Explore Data

Explore data outside the context of a model

source

show_correlation

 show_correlation (df:pandas.core.frame.DataFrame, method='pearson',
                   cmap:str|Colormap='PuBu', low:float=0, high:float=0,
                   axis:Axis|None=0, subset:Subset|None=None,
                   text_color_threshold:float=0.408, vmin:float|None=None,
                   vmax:float|None=None, gmap:Sequence|None=None)

Show correlation heatmap

If output is not rendering properly when you reopen a notebook, make sure the notebook is trusted.

Parameters:

  • df: DataFrame

  • method: Method of correlation to pass to df.corr()
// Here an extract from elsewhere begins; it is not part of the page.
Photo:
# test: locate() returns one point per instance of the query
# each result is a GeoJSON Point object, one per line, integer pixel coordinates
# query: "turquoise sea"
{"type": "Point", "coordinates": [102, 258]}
    Remaining parameters are passed to pandas.io.formats.style.background_gradient.

import sklearn.datasets
X_diabetes, y_diabetes = sklearn.datasets.load_diabetes(return_X_y=True, as_frame=True)
show_correlation(pd.concat((X_diabetes, y_diabetes), axis="columns"))
  age sex bmi bp s1 s2 s3 s4 s5 s6 target
age 1.00 0.17 0.19 0.34 0.26 0.22 -0.08 0.20 0.27 0.30 0.19
sex 0.17 1.00 0.09 0.24 0.04 0.14 -0.38 0.33 0.15 0.21 0.04
bmi 0.19 0.09 1.00 0.40 0.25 0.26 -0.37 0.41 0.45 0.39 0.59
bp 0.34 0.24 0.40 1.00 0.24 0.19 -0.18 0.26 0.39 0.39 0.44
s1 0.26 0.04 0.25 0.24 1.00 0.90 0.05 0.54 0.52 0.33 0.21
s2 0.22 0.14 0.26 0.19 0.90 1.00 -0.20 0.66 0.32 0.29 0.17
s3 -0.08 -0.38 -0.37 -0.18 0.05 -0.20 1.00 -0.74 -0.40 -0.27 -0.39
s4 0.20 0.33 0.41 0.26 0.54 0.66 -0.74 1.00 0.62 0.42 0.43
s5 0.27 0.15 0.45 0.39 0.52 0.32 -0.40 0.62 1.00 0.46 0.57
s6 0.30 0.21 0.39 0.39 0.33 0.29 -0.27 0.42 0.46 1.00 0.38
target 0.19 0.04 0.59 0.44 0.21 0.17 -0.39 0.43 0.57 0.38 1.00
iris = sklearn.datasets.load_iris()
X_iris, y_iris = iris["data"], iris["target"]
y_iris = pd.Series(y_iris, name="iris type").map(
    {num: name for num, name in zip([0, 1, 2], iris["target_names"])}
)
X_iris = pd.DataFrame(X_iris, columns=iris["feature_names"])
show_correlation(
    pd.concat((X_iris, pd.Series(y_iris == "setosa", name="setosa"))), method="spearman"
)
/var/folders/wv/pmfhhk1d4h1fkd_z5l83m0dw0000gq/T/ipykernel_96080/529445965.py:15: FutureWarning: The default value of numeric_only in DataFrame.corr is deprecated. In a future version, it will default to False. Select only valid columns or specify the value of numeric_only to silence this warning.
  return df.corr(method=method).style.background_gradient(**kwargs).format("{0:,.2f}")
  sepal length (cm) sepal width (cm) petal length (cm) petal width (cm)
sepal length (cm) 1.00 -0.17 0.88 0.83
sepal width (cm) -0.17 1.00 -0.31 -0.29
petal length (cm) 0.88 -0.31 1.00 0.94
petal width (cm) 0.83 -0.29 0.94 1.00

source

plot_column_clusters

 plot_column_clusters (df, corr_method:str='spearman',
                       ax:matplotlib.axes._axes.Axes=None, p=30,
                       truncate_mode=None, color_threshold=None,
                       get_leaves=True, orientation='top', labels=None,
                       count_sort=False, distance_sort=False,
                       show_leaf_counts=True, no_plot=False,
                       no_labels=False, leaf_font_size=None,
                       leaf_rotation=None, leaf_label_func=None,
                       show_contracted=False, link_color_func=None,
                       above_threshold_color='C0')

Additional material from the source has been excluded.